DIVINA PRAGA
Kalindra Baba
 
 

O Lamento de Um Carioca Muito Conhecido Nosso

Estou cansado. Estou muito cansado. Pudera ! Há quase oitenta anos encarapitado aqui no cocoruto desse morro vendo todas as barbaridades que vocês vêm fazendo com essa cidade tão linda, que não é mais maravilhosa. Aliás, tem dias que quase não consigo enxergá-la tal a nuvem de poeira que paira sobre ela. Os meus olhos ardem. Como posso olhar por vocês, se mal posso vê-los ?

Antigamente vocês moravam em casinhas ou casarões e eu sabia o endereço de cada um. Lá pelos anos sessenta vocês endoideceram; procriaram como coelhos, arrancaram árvores, aterraram águas, desmataram minhas florestas. Construíram gaiolas enormes vivendo um por cima do outro e fazendo paredes de concreto ao longo das praias e lagoas, impedindo o vento de ventilar e aumentando o calor na terra. Depois instalaram aparelhos para substituir a brisa fresca que vocês mesmos impediam de circular.

Aqui em cima era fresquinho. Agora, com os raios doentes desse sol me castigando a cabeça, rogo por uma chuva.

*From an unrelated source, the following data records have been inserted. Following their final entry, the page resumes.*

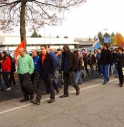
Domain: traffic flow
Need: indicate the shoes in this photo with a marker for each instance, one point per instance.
(64, 95)
(104, 83)
(31, 96)
(24, 99)
(51, 100)
(57, 90)
(121, 85)
(116, 76)
(1, 88)
(8, 89)
(35, 102)
(77, 92)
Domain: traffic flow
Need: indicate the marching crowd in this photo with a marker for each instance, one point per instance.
(39, 72)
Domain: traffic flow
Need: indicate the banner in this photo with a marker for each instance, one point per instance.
(22, 45)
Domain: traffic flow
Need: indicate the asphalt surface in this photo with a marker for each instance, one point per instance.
(97, 106)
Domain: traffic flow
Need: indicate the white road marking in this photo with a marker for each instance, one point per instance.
(6, 111)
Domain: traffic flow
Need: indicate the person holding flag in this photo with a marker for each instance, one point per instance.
(24, 69)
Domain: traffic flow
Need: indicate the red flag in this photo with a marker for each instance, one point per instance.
(22, 45)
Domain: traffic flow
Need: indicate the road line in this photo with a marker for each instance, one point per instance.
(6, 111)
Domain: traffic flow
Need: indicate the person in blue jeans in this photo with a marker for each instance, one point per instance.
(105, 60)
(78, 69)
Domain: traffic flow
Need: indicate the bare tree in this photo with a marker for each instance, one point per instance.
(33, 13)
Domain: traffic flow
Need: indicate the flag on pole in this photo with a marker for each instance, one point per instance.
(96, 44)
(22, 45)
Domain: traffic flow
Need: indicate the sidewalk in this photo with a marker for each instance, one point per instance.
(17, 93)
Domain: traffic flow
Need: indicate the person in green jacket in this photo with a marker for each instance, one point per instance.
(24, 69)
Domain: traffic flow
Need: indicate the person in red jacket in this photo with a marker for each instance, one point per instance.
(6, 68)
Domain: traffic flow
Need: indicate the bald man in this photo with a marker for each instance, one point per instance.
(24, 69)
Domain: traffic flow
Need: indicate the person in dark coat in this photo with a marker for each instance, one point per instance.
(47, 68)
(120, 65)
(69, 64)
(105, 61)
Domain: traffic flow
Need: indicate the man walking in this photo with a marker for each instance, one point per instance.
(24, 69)
(69, 65)
(47, 68)
(105, 60)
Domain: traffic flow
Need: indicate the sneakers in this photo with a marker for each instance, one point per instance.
(31, 96)
(24, 99)
(77, 92)
(51, 100)
(104, 83)
(36, 102)
(121, 85)
(8, 89)
(57, 90)
(64, 95)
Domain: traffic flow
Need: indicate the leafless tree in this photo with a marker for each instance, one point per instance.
(33, 14)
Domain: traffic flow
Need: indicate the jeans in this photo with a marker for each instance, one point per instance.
(114, 68)
(69, 76)
(105, 71)
(78, 77)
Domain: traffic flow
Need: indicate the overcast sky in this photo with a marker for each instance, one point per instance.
(89, 19)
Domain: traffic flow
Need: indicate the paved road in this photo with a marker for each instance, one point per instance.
(97, 106)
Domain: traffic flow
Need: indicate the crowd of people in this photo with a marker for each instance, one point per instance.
(39, 72)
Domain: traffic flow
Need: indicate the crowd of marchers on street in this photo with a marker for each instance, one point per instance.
(39, 73)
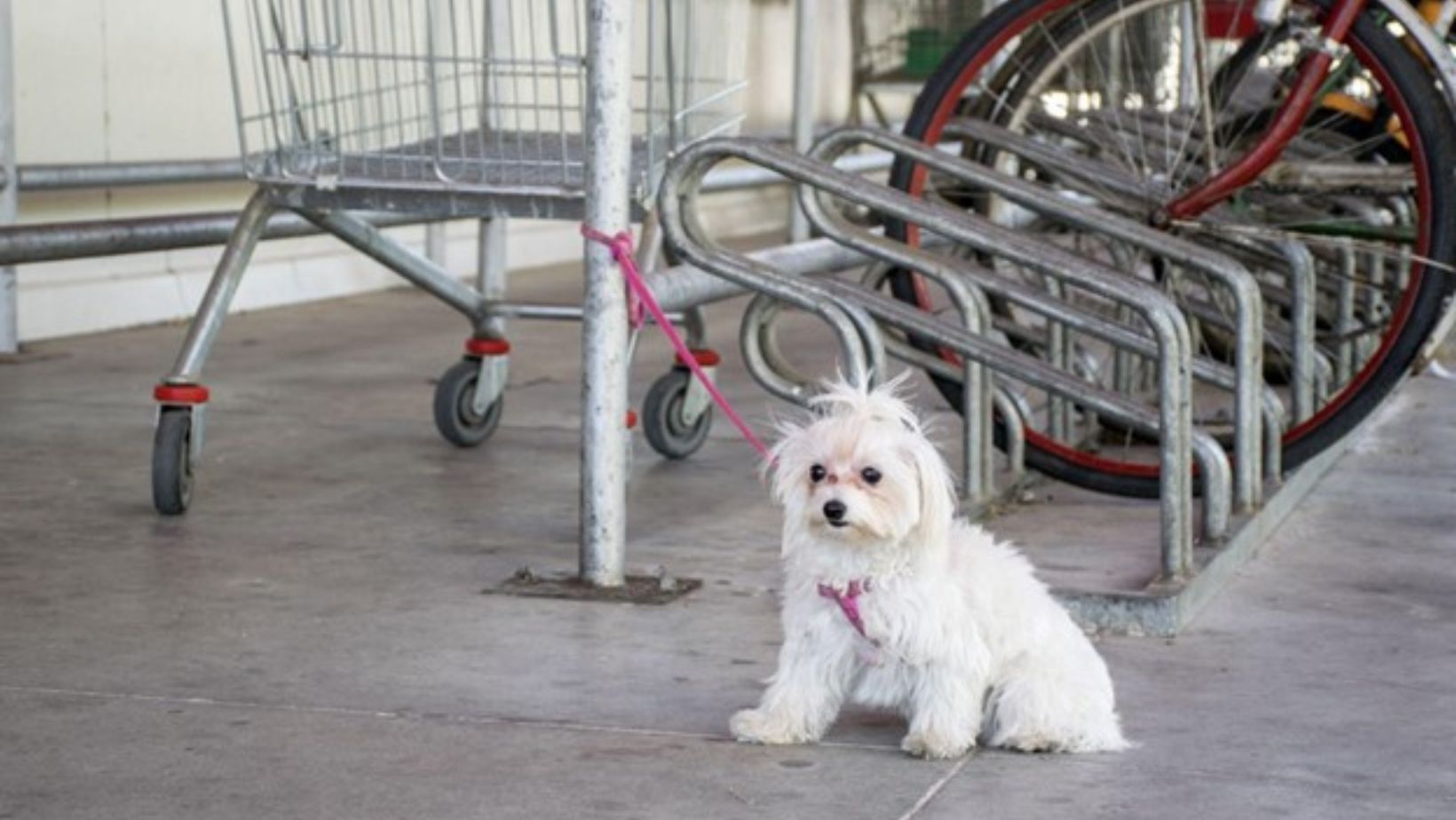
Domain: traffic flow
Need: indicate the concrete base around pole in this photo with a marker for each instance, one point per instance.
(1165, 609)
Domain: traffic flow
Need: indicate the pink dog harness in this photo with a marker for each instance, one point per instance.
(848, 602)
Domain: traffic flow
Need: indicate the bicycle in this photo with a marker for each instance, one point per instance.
(1310, 134)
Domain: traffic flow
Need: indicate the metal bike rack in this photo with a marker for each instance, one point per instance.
(1171, 422)
(1246, 373)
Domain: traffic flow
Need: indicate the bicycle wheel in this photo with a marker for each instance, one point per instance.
(1365, 186)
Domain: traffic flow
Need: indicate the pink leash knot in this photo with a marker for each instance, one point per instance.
(848, 602)
(641, 297)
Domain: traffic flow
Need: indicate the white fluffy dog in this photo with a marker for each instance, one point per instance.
(891, 602)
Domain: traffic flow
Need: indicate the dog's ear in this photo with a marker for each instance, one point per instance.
(937, 491)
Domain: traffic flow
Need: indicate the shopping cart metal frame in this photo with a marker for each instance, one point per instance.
(607, 156)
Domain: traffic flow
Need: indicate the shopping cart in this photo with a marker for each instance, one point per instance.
(445, 109)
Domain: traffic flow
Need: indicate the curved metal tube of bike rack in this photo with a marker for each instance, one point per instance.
(1244, 288)
(861, 349)
(977, 388)
(1158, 311)
(1173, 422)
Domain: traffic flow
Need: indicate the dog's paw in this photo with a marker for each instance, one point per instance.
(934, 746)
(756, 726)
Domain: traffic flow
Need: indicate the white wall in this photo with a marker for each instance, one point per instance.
(118, 81)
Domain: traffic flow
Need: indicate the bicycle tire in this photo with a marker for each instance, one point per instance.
(1433, 149)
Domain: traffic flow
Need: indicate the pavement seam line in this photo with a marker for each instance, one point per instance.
(405, 715)
(935, 788)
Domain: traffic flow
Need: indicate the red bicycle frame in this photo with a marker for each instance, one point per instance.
(1286, 122)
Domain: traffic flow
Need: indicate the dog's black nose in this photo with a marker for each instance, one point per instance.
(835, 510)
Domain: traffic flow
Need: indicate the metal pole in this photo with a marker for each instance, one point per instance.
(9, 315)
(436, 243)
(491, 267)
(804, 101)
(605, 325)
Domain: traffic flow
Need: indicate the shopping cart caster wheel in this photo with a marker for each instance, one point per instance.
(455, 406)
(663, 422)
(172, 462)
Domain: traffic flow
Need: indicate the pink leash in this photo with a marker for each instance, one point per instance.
(621, 247)
(848, 602)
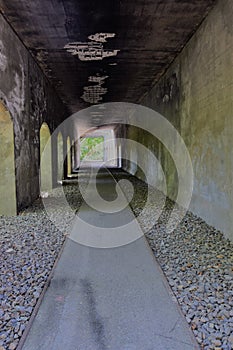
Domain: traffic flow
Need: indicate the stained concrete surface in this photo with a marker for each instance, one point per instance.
(108, 298)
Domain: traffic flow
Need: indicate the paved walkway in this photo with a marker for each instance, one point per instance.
(114, 298)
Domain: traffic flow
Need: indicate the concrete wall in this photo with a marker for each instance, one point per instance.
(31, 101)
(196, 96)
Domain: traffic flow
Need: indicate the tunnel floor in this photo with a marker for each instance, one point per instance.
(195, 258)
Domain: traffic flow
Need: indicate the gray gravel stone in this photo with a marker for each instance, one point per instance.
(198, 263)
(29, 246)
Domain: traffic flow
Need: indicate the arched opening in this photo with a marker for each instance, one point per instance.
(60, 157)
(69, 167)
(7, 164)
(45, 158)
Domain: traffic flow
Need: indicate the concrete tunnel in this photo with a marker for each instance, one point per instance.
(117, 158)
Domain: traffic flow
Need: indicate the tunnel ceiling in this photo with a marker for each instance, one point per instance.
(104, 50)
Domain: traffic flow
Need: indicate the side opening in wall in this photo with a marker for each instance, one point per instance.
(7, 164)
(60, 157)
(45, 158)
(69, 166)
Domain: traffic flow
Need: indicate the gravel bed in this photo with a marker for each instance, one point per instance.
(29, 246)
(198, 263)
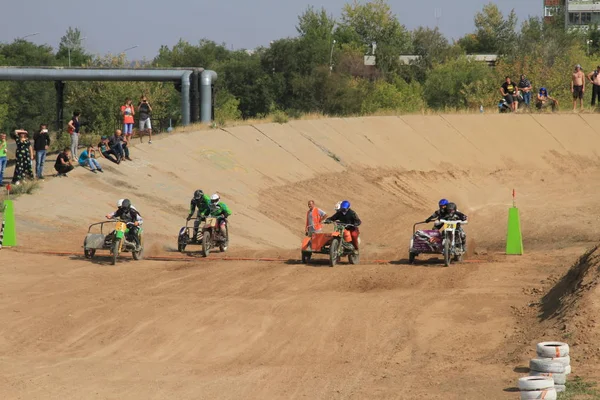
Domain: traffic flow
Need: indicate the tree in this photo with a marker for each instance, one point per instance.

Ácida ! Nunca tinha ouvido falar em chuva ácida. Pois é, agora a chuva é ácida - novo sinal dos tempos de poluição.

Digam-me, por que vivem atrás de grades como bestas nos zoológicos? Em outros tempos vocês se cumprimentavam, se comunicavam - eram um povo alegre e solidário. Cadê a alegria ?

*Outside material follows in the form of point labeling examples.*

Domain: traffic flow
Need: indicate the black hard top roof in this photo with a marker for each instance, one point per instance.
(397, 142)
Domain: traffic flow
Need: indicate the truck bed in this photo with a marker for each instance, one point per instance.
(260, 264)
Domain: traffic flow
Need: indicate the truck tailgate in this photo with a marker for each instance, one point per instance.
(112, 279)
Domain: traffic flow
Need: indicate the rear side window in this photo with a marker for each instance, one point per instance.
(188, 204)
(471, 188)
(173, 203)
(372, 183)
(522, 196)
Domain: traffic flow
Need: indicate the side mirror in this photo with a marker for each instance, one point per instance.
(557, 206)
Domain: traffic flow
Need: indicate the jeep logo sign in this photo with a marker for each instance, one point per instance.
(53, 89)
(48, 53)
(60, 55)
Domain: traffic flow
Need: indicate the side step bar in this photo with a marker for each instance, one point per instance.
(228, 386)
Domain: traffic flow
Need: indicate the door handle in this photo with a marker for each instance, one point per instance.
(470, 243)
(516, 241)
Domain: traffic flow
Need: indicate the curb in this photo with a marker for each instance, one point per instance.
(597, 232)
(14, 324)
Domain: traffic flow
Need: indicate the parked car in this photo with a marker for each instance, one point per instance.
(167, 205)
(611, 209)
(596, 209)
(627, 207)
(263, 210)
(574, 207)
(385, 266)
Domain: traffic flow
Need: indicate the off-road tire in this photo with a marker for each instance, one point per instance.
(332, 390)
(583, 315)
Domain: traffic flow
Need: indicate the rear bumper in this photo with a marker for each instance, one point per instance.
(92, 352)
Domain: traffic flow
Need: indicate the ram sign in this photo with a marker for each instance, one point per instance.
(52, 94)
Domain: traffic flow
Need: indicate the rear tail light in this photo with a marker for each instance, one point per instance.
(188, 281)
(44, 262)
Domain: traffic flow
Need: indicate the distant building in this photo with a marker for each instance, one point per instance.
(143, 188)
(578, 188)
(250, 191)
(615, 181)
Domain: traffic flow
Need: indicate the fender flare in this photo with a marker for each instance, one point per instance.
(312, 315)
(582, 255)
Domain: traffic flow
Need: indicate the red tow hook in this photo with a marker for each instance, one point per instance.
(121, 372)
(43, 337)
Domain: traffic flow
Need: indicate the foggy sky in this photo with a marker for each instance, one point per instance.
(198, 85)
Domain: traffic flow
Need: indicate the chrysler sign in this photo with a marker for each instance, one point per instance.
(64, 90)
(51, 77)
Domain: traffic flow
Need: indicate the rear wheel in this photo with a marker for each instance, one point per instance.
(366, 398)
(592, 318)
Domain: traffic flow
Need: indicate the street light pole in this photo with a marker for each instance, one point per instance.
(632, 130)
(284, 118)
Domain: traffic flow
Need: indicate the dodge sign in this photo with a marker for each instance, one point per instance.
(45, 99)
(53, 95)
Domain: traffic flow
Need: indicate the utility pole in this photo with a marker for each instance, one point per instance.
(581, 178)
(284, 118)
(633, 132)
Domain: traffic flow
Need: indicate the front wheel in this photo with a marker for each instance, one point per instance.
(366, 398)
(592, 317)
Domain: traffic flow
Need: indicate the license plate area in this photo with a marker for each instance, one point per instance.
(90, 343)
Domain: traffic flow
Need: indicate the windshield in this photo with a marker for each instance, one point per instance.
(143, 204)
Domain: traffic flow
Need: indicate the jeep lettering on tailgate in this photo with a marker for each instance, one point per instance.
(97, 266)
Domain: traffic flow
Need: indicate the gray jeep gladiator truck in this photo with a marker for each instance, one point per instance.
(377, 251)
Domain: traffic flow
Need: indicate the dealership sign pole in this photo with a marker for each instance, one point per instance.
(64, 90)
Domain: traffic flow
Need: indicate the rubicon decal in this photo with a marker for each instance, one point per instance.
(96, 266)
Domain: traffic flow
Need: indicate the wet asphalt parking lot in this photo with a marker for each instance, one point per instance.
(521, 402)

Alimentavam aqueles poucos que moravam nas ruas e que vocês ainda olhavam com cara de gente. Os pobres trabalhadores honestos que moravam nos morros se transformaram em favelados, onde são escondidos e protegidos pela munição dos reis do cenário. Sumiram os malandros, aqueles, inspiração de tantos sambas inesquecíveis. Marginais mocinhos, bandidos ricaços são a mistura homogênea dessa massa flutuante que não vagueia por lá - têm rumo certo. Quem é quem?

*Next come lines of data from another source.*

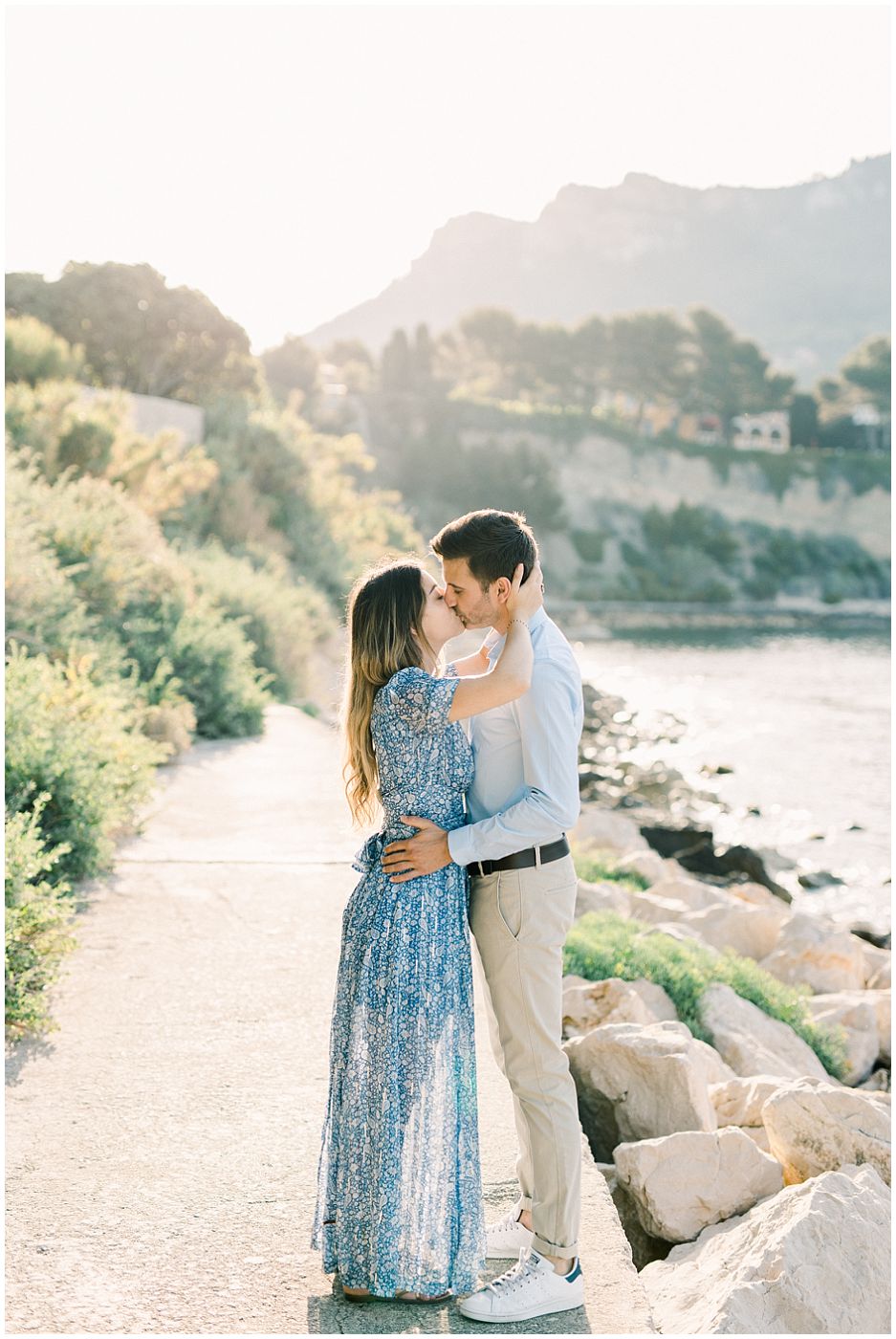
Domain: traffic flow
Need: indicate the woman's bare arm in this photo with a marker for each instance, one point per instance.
(512, 672)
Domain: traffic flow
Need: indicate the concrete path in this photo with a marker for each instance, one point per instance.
(163, 1145)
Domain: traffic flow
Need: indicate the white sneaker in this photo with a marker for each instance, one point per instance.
(507, 1238)
(531, 1288)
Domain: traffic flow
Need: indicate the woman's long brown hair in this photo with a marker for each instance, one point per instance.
(384, 635)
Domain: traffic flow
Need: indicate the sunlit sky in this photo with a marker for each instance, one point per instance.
(293, 160)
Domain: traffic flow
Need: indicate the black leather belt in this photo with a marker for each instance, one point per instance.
(521, 859)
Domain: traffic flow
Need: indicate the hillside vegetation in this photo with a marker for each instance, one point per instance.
(156, 591)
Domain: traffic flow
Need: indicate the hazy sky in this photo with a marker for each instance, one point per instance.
(291, 160)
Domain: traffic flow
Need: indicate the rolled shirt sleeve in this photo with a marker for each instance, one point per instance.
(549, 720)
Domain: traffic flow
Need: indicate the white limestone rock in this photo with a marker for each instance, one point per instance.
(752, 1042)
(819, 1128)
(751, 931)
(601, 897)
(757, 894)
(813, 1259)
(855, 1013)
(651, 908)
(685, 1181)
(878, 961)
(588, 1004)
(648, 864)
(739, 1101)
(818, 953)
(678, 931)
(714, 1067)
(639, 1082)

Ainda há poucos anos atrás, vocês vinham me visitar tão contritos, tão fervorosos, subindo as escadarias degrau a degrau piedosamente, num ritual de religiosidade para se sentirem mais pertinho do céu e prestarem sua homenagem a mim, que era a representação da cidade abençoada. Hoje sou apenas uma atração turística e vocês podem me alcançar via escada rolante one way. Pior, a minha imagem circula na internet como pano de fundo às manchetes mais bárbaras dos mais atrozes crimes quotidianos: "Tráfego. Trânsito. Trabalhador Truculento Patrão. Tráfico. Trapaça. Tropa. Patrulha. Metralhadora. Estrondo. Tráaaa-Tráaaa-Tráaaaa !" Chega de tanta tragédia, dos seus gritos feridos, das sirenes dramáticas atendendo às dores das vítimas das buzinas descabidas. Os meus ouvidos doem de tanto ruído.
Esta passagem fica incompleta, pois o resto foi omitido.